All this meant that Eva’s arc was sidelined for a bit, which was actually quite refreshing. I understand her obsession with finding Flower Pot Girl/Josefine, but it’s starting to grate. No wonder Tom Aronsson lost his temper with her. It seems every noise in the bushes, every piece of CCTV footage and every teenage girl with blonde hair is greeted with, “JOSEFINE!” Now promoted to a similar standing to Göran Wass in the investigation, she addressed the team and instead of being all cool and calm and logical in her briefing, she started to bang on about her missing-daughter-that-may-not-be-missing, Josefine (“JOSEFINE!”). Way to inspire confidence from your new colleagues.

There were other things going on: the mysterious man who seems to be in cahoots with Eva’s late father’s lawyers had to change his appearance after the cops found his stash of weapons, and Tom opened up to Eva about his autistic daughter. Eva didn’t seem bothered. Elsewhere, the crone who wheels around a shopping trolley all day talking to crows visited a man in an old people’s home. When they were alone together, they dropped their respective ‘I’m a mad old person’ acts and chatted as if they both knew what was going on in the town. Also… the old boy who Eva took the mysterious symbols to last episode? He had deciphered them, and told Eva they said something like “You can have her every full moon”. Was this referencing Josefine? Who was telling her father he could have her every full moon?

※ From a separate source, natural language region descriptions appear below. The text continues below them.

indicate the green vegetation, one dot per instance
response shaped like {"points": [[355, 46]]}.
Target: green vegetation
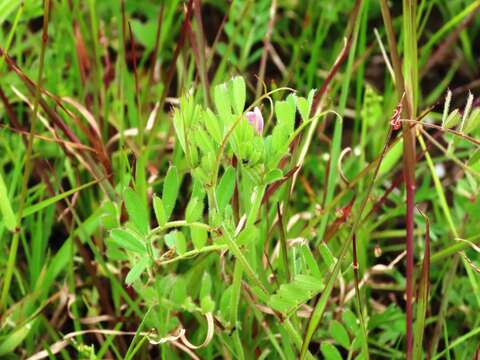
{"points": [[266, 179]]}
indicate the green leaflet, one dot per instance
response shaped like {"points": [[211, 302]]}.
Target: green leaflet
{"points": [[225, 187], [127, 239], [170, 191], [137, 213], [6, 208], [137, 270], [290, 296]]}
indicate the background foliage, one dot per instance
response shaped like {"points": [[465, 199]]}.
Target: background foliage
{"points": [[143, 217]]}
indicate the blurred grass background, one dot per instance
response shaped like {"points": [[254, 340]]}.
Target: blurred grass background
{"points": [[111, 68]]}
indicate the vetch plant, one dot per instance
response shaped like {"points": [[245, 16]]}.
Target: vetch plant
{"points": [[231, 160]]}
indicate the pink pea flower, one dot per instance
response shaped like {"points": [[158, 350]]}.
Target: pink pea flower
{"points": [[255, 119]]}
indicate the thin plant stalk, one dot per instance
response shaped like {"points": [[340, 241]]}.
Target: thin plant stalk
{"points": [[28, 163]]}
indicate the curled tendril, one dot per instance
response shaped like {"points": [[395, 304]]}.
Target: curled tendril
{"points": [[339, 164]]}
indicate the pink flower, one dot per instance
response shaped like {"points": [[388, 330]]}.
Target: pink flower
{"points": [[255, 119]]}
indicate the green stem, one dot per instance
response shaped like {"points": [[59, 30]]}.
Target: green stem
{"points": [[28, 164]]}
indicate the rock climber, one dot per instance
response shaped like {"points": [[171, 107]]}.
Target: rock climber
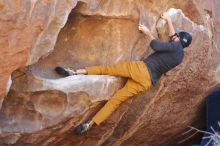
{"points": [[141, 74]]}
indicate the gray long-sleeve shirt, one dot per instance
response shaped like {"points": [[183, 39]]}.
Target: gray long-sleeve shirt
{"points": [[167, 55]]}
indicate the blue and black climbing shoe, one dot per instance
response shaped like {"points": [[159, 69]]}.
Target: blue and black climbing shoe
{"points": [[65, 71]]}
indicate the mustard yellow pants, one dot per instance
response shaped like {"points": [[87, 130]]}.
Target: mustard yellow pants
{"points": [[138, 81]]}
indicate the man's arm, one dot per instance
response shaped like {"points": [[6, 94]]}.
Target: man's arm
{"points": [[166, 17], [146, 31]]}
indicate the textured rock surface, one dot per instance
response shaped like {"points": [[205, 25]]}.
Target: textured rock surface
{"points": [[29, 29], [41, 109]]}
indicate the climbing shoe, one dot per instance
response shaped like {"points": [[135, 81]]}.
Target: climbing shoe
{"points": [[65, 71], [82, 128]]}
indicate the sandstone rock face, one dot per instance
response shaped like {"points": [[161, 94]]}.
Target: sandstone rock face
{"points": [[42, 109], [29, 29]]}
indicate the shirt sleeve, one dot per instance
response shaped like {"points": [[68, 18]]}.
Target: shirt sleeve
{"points": [[162, 46]]}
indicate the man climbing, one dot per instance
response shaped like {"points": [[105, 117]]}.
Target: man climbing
{"points": [[141, 74]]}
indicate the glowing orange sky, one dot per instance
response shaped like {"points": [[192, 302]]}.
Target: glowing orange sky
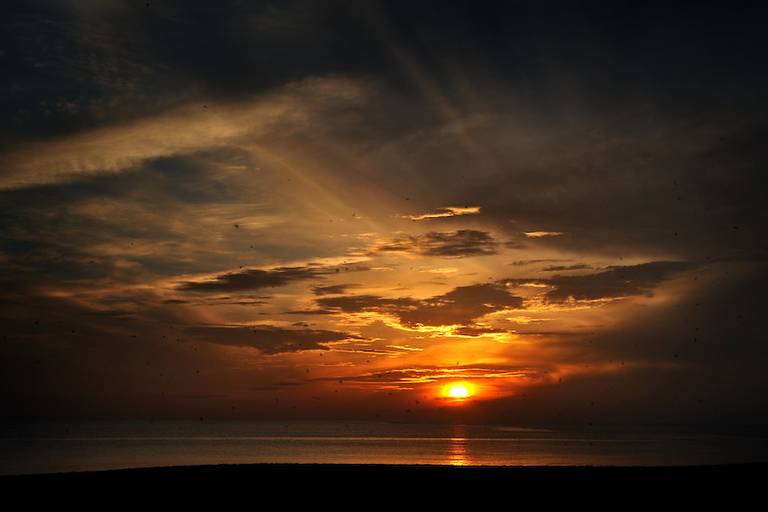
{"points": [[280, 223]]}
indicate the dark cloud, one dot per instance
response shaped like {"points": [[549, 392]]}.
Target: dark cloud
{"points": [[461, 305], [255, 279], [252, 279], [361, 303], [560, 268], [334, 289], [474, 330], [617, 281], [455, 244], [520, 263], [269, 339]]}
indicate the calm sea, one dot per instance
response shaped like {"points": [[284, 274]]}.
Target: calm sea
{"points": [[81, 446]]}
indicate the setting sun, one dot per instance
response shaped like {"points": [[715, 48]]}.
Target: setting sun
{"points": [[459, 390]]}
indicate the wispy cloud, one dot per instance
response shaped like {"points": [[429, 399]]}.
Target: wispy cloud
{"points": [[448, 211]]}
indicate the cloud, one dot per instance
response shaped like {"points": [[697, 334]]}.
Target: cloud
{"points": [[542, 234], [461, 305], [187, 129], [448, 211], [559, 268], [423, 375], [254, 279], [453, 244], [269, 339], [334, 289], [617, 281]]}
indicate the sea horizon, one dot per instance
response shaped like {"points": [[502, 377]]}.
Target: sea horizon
{"points": [[96, 445]]}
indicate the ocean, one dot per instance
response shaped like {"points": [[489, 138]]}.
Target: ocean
{"points": [[48, 447]]}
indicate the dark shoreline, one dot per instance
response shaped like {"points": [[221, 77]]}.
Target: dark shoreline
{"points": [[397, 485], [279, 470]]}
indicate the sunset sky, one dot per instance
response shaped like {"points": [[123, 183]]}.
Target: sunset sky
{"points": [[338, 209]]}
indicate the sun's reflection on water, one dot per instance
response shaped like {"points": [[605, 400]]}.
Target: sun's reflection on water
{"points": [[458, 455]]}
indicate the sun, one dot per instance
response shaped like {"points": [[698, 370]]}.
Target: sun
{"points": [[459, 390]]}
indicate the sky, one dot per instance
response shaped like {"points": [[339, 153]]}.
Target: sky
{"points": [[336, 210]]}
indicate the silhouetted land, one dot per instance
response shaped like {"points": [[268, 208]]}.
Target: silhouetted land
{"points": [[301, 481]]}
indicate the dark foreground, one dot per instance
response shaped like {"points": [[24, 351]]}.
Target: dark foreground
{"points": [[290, 482]]}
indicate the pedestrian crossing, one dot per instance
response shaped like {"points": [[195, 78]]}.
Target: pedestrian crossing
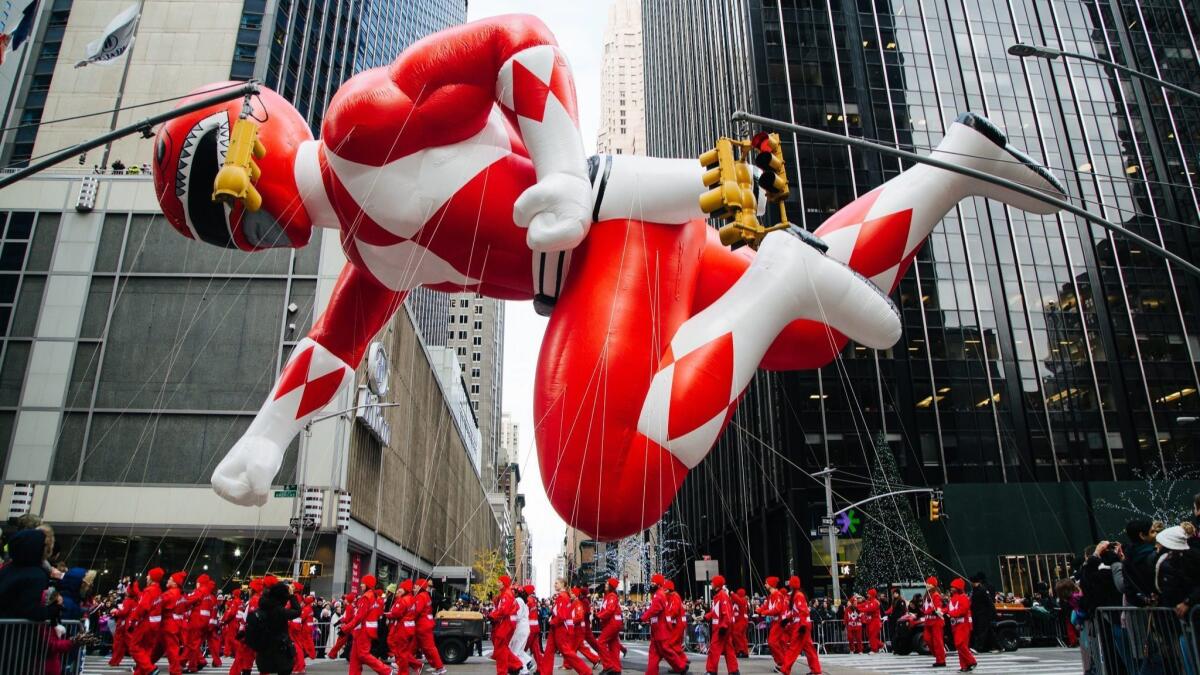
{"points": [[1009, 663]]}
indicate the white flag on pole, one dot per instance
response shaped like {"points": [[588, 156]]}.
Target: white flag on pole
{"points": [[117, 40]]}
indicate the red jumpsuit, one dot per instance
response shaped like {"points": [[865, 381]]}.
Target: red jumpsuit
{"points": [[562, 638], [871, 620], [423, 608], [934, 626], [677, 620], [661, 635], [174, 625], [121, 616], [801, 639], [201, 604], [366, 626], [853, 619], [231, 622], [611, 622], [774, 608], [960, 626], [741, 623], [244, 656], [504, 623], [534, 644], [720, 616], [147, 633]]}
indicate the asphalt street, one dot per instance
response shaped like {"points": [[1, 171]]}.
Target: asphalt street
{"points": [[1024, 662]]}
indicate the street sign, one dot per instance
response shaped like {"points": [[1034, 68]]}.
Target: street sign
{"points": [[707, 568]]}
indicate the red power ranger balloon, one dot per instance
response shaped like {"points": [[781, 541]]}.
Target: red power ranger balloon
{"points": [[460, 167]]}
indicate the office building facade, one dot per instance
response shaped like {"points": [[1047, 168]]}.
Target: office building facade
{"points": [[133, 358], [1047, 366]]}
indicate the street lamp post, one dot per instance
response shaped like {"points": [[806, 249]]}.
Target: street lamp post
{"points": [[1049, 53]]}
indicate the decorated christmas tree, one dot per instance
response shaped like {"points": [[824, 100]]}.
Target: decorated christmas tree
{"points": [[894, 549]]}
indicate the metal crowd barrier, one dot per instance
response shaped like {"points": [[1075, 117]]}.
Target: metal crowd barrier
{"points": [[1120, 640], [25, 646]]}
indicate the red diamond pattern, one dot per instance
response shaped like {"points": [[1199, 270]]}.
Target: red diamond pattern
{"points": [[700, 387], [881, 243], [529, 93], [316, 392]]}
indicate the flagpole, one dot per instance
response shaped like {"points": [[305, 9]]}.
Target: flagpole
{"points": [[120, 90]]}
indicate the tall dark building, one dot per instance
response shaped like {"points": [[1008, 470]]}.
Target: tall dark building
{"points": [[1047, 366]]}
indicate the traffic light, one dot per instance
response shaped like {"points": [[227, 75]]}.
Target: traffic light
{"points": [[235, 180]]}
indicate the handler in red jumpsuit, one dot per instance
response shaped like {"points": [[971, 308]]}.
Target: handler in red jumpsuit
{"points": [[561, 638], [534, 644], [231, 623], [504, 623], [933, 623], [661, 635], [611, 622], [720, 616], [741, 623], [960, 625], [677, 620], [774, 608], [423, 607], [588, 645], [174, 623], [147, 620], [801, 639], [365, 627], [873, 620], [201, 604], [121, 616], [853, 619]]}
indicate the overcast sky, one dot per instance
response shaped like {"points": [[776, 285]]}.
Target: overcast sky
{"points": [[579, 28]]}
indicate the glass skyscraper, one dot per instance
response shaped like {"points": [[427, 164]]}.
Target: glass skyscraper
{"points": [[1045, 364]]}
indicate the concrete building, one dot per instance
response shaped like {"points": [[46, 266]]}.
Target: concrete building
{"points": [[1044, 366], [622, 99], [133, 358]]}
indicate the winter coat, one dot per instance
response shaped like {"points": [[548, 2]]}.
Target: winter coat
{"points": [[23, 580]]}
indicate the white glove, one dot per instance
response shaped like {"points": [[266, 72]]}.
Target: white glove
{"points": [[557, 211]]}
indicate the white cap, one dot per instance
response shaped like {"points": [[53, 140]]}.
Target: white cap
{"points": [[1174, 538]]}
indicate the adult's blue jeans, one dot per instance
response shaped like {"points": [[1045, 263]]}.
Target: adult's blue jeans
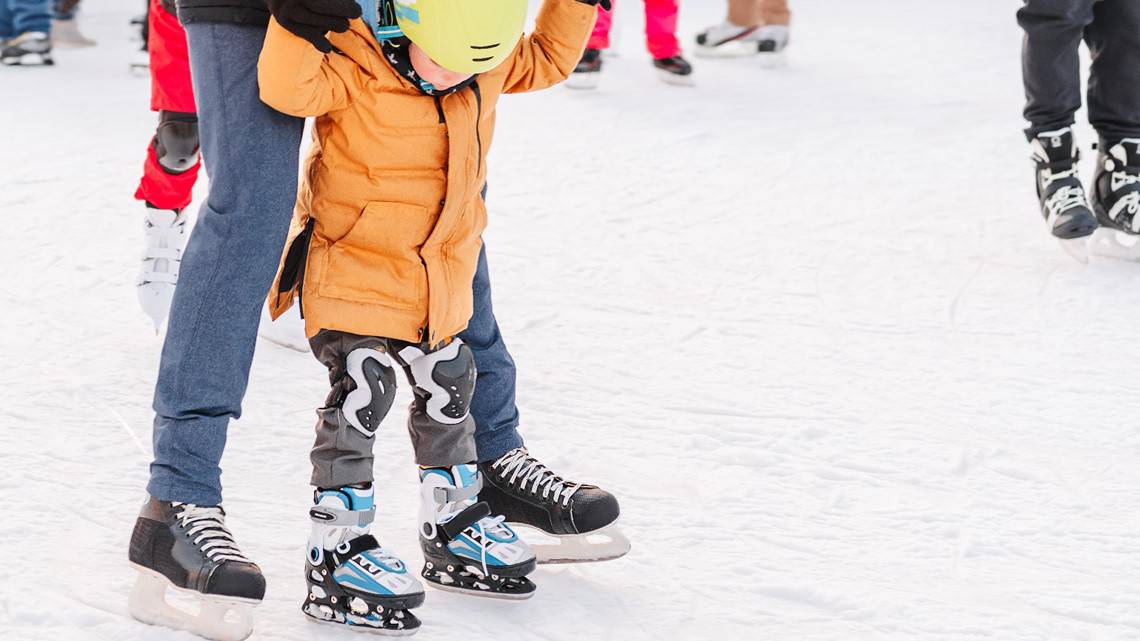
{"points": [[251, 154], [21, 16]]}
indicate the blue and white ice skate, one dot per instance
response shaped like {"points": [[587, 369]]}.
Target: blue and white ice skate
{"points": [[352, 581], [465, 548]]}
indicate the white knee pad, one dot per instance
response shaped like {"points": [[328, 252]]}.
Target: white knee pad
{"points": [[375, 389], [448, 375]]}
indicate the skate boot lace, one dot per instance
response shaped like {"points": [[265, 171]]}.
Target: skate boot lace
{"points": [[521, 469], [208, 532]]}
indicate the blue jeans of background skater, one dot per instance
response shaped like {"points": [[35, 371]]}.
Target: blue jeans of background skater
{"points": [[251, 155], [21, 16]]}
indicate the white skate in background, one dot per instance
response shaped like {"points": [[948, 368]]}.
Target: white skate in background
{"points": [[287, 331]]}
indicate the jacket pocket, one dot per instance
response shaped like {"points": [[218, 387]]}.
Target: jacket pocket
{"points": [[379, 260]]}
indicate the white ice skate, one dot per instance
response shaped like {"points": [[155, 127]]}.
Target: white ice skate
{"points": [[165, 236]]}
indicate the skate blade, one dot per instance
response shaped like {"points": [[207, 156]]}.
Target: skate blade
{"points": [[29, 61], [359, 626], [220, 618], [583, 80], [1115, 244], [1076, 248], [674, 79], [603, 544], [733, 49], [481, 593]]}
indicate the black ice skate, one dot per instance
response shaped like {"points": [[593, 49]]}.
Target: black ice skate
{"points": [[1064, 203], [577, 521], [588, 71], [466, 549], [675, 70], [187, 549], [30, 48], [1116, 200]]}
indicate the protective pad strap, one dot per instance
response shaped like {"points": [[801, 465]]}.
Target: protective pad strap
{"points": [[465, 519], [334, 517]]}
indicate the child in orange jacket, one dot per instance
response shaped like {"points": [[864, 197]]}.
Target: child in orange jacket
{"points": [[383, 250]]}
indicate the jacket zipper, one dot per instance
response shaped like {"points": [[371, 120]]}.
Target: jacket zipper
{"points": [[479, 116]]}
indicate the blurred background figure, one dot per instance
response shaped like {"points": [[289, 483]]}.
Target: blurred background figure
{"points": [[752, 27], [1051, 71], [660, 39], [172, 160], [65, 27], [25, 32]]}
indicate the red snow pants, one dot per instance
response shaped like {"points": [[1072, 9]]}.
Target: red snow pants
{"points": [[171, 91], [660, 29]]}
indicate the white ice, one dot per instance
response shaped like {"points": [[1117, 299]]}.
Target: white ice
{"points": [[806, 323]]}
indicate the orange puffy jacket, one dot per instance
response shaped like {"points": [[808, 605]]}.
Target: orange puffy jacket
{"points": [[393, 178]]}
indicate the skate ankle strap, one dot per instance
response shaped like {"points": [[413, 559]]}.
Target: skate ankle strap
{"points": [[465, 519], [334, 517], [455, 494]]}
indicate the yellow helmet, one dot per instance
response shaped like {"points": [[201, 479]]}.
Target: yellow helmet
{"points": [[463, 35]]}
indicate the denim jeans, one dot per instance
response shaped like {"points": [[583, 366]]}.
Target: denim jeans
{"points": [[251, 154], [21, 16]]}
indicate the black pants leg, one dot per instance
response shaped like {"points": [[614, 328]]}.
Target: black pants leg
{"points": [[1114, 81], [1050, 61]]}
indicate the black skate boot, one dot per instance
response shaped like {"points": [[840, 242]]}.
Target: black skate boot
{"points": [[29, 48], [465, 549], [580, 519], [352, 581], [188, 549], [675, 70], [1064, 203], [1116, 200], [588, 71]]}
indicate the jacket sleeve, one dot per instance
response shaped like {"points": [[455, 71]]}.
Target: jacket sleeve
{"points": [[296, 79], [548, 55]]}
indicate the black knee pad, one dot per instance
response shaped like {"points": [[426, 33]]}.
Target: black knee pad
{"points": [[176, 142], [456, 378], [371, 371]]}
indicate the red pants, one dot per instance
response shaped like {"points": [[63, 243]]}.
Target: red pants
{"points": [[660, 29], [170, 90]]}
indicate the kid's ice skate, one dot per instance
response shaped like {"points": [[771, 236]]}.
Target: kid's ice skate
{"points": [[29, 48], [1116, 201], [352, 581], [465, 549], [727, 40], [165, 236], [674, 70], [588, 71], [563, 521], [187, 549], [1064, 203]]}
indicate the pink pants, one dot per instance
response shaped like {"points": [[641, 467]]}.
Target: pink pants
{"points": [[660, 29]]}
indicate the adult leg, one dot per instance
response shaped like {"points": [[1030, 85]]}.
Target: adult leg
{"points": [[600, 38], [251, 153], [1050, 62], [494, 405], [1114, 82], [661, 27]]}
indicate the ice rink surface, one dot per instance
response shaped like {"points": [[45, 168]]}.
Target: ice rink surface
{"points": [[806, 323]]}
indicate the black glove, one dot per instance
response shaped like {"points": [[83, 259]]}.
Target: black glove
{"points": [[314, 18], [604, 3]]}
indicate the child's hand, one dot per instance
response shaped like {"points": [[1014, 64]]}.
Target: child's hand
{"points": [[311, 19], [604, 3]]}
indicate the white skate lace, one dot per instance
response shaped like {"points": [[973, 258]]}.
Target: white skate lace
{"points": [[208, 532], [1066, 199], [521, 469]]}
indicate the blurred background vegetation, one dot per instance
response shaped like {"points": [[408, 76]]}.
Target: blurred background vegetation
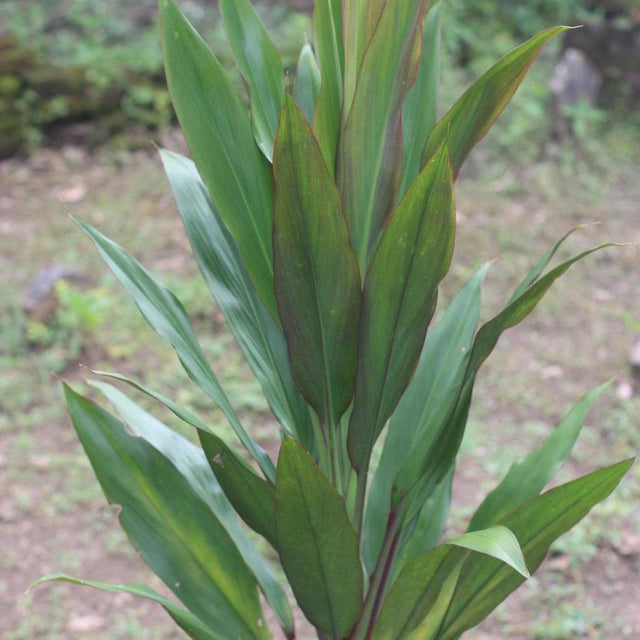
{"points": [[82, 96], [98, 66]]}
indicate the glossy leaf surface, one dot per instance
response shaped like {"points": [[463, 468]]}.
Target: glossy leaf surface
{"points": [[471, 117], [191, 462], [308, 80], [527, 477], [317, 543], [261, 67], [417, 587], [251, 496], [399, 299], [426, 403], [485, 583], [164, 312], [327, 38], [419, 109], [175, 530], [370, 152], [221, 265], [221, 140], [192, 625], [444, 448], [316, 271]]}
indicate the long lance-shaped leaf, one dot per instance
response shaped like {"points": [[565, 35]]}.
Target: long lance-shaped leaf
{"points": [[399, 299], [370, 152], [471, 117], [417, 587], [316, 271], [192, 625], [308, 79], [261, 67], [220, 137], [360, 19], [177, 533], [485, 583], [431, 463], [426, 403], [258, 334], [164, 312], [251, 496], [527, 477], [317, 543], [419, 109], [327, 38], [192, 464]]}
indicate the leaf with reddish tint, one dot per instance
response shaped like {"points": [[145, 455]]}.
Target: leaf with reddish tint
{"points": [[399, 299], [316, 270], [468, 121]]}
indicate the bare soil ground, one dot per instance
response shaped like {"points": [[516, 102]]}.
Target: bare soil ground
{"points": [[52, 514]]}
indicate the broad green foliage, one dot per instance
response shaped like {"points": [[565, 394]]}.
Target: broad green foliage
{"points": [[323, 223]]}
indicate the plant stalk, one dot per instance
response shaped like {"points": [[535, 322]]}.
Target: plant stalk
{"points": [[379, 578]]}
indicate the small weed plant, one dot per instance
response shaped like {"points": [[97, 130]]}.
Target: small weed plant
{"points": [[323, 222]]}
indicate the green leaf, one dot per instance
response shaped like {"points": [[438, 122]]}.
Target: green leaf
{"points": [[164, 312], [399, 299], [220, 137], [192, 625], [417, 588], [317, 543], [485, 583], [425, 404], [191, 462], [540, 266], [316, 271], [424, 533], [251, 496], [471, 117], [370, 149], [431, 463], [327, 35], [177, 533], [261, 67], [527, 477], [360, 19], [419, 109], [258, 334], [308, 80]]}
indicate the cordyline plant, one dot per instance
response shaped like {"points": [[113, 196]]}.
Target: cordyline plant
{"points": [[323, 224]]}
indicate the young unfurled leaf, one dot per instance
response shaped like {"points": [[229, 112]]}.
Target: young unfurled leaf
{"points": [[419, 584], [399, 299], [370, 149], [221, 265], [425, 404], [431, 459], [484, 582], [327, 36], [527, 477], [251, 496], [261, 67], [471, 117], [177, 533], [316, 271], [220, 137], [164, 312], [317, 543], [419, 109]]}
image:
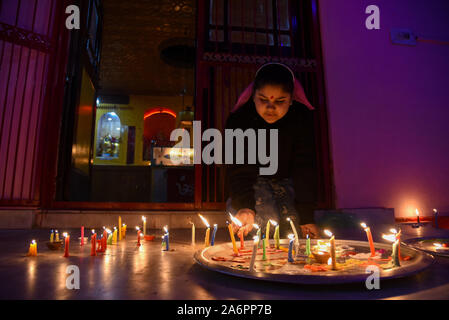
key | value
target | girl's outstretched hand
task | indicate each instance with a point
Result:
(246, 217)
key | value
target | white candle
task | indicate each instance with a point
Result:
(253, 257)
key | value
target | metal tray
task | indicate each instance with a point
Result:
(420, 261)
(415, 244)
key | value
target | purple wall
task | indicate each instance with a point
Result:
(388, 105)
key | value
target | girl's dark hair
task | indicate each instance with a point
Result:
(276, 75)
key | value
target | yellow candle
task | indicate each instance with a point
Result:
(231, 233)
(144, 219)
(119, 228)
(332, 244)
(206, 238)
(114, 236)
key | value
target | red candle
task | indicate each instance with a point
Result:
(66, 245)
(138, 236)
(104, 241)
(370, 239)
(93, 240)
(82, 236)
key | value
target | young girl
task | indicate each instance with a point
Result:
(275, 100)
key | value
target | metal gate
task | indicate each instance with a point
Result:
(32, 62)
(234, 39)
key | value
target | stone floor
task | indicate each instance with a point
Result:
(128, 272)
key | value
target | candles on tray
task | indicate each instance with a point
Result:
(295, 232)
(231, 234)
(435, 211)
(32, 251)
(119, 228)
(66, 244)
(82, 236)
(370, 238)
(206, 238)
(193, 233)
(240, 234)
(165, 239)
(214, 232)
(254, 254)
(138, 236)
(290, 247)
(395, 248)
(276, 234)
(114, 236)
(332, 245)
(144, 219)
(93, 240)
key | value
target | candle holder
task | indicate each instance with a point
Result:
(55, 245)
(321, 256)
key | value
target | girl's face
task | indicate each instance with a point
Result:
(272, 102)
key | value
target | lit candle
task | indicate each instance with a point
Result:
(119, 228)
(32, 251)
(109, 236)
(267, 232)
(231, 234)
(166, 238)
(259, 232)
(193, 233)
(264, 248)
(66, 245)
(114, 236)
(206, 238)
(212, 242)
(436, 217)
(398, 237)
(394, 250)
(370, 238)
(138, 236)
(93, 240)
(240, 234)
(104, 240)
(276, 234)
(308, 251)
(82, 236)
(294, 230)
(332, 245)
(253, 257)
(144, 219)
(290, 248)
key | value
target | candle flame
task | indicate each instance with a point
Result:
(390, 237)
(204, 221)
(235, 220)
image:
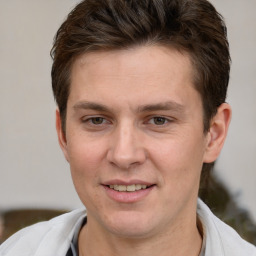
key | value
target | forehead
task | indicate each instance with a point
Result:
(144, 73)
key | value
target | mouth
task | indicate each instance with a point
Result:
(129, 188)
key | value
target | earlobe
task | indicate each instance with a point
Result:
(61, 135)
(217, 133)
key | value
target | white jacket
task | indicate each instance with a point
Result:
(53, 238)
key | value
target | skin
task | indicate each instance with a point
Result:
(134, 116)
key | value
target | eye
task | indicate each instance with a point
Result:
(97, 120)
(94, 121)
(158, 120)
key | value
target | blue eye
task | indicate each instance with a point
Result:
(97, 120)
(158, 120)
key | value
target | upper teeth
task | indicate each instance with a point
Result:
(129, 188)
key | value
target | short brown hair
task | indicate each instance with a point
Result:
(193, 26)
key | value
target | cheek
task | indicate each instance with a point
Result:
(179, 159)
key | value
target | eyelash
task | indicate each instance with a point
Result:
(152, 121)
(164, 119)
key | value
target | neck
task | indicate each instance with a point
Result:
(179, 241)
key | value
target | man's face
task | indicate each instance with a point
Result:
(134, 120)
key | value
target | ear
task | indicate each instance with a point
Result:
(61, 136)
(217, 133)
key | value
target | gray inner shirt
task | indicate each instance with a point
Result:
(73, 249)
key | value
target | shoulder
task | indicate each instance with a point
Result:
(53, 236)
(221, 238)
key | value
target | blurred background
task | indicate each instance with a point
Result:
(33, 172)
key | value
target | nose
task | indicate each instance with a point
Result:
(126, 148)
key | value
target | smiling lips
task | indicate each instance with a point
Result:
(129, 188)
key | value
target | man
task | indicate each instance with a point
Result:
(140, 88)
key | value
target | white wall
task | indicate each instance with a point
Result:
(33, 172)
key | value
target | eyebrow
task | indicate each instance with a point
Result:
(91, 105)
(170, 105)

Of course, it’s all ludicrous and far-fetched and there were elements of less-than-subtle story telling on show. For instance, there was a scene where Eva approached a young policewoman going through CCTV footage of the hospital, looking for clues as to Flower Pot Girl’s disappearance. The policewoman told Eva she was knackered, so Eva suggested she take over for a bit. Once the policewoman was out of sight, Eva popped in the disc of the moment when Flower Pot Girl took off from the hospital. Eva noticed something (someone?) in the shadows… of course Eva noticed, for the sake of dramatic storytelling the policewoman whose job it is to look through CCTV footage couldn’t have seen it. Oh no.

Paul Hirons
@Son_Of_Ray

For our episode one review, go here

For our episode two review, go here

 

5 thoughts on “Review: Jordskott (S1 E3/10), Wednesday 24th June, ITV Encore

  1. J

    Nice review. As someone who thought the show quickly became increasingly ludicrous (and it gets worse and worse…) it’s nice to read a review I agree with. I don’t know why so many swedish viewers and reviewers were over the moon about this, while some superb swedish sci-fi/supernatural productions in the past came and went with nary a word.

    I love that they tried, though. There aren’t many shows like this. But as it was I would never have finished Jordskott unless me and a friend spent every episode texting and snarling about everything that happened.

    Looking forward to further reviews.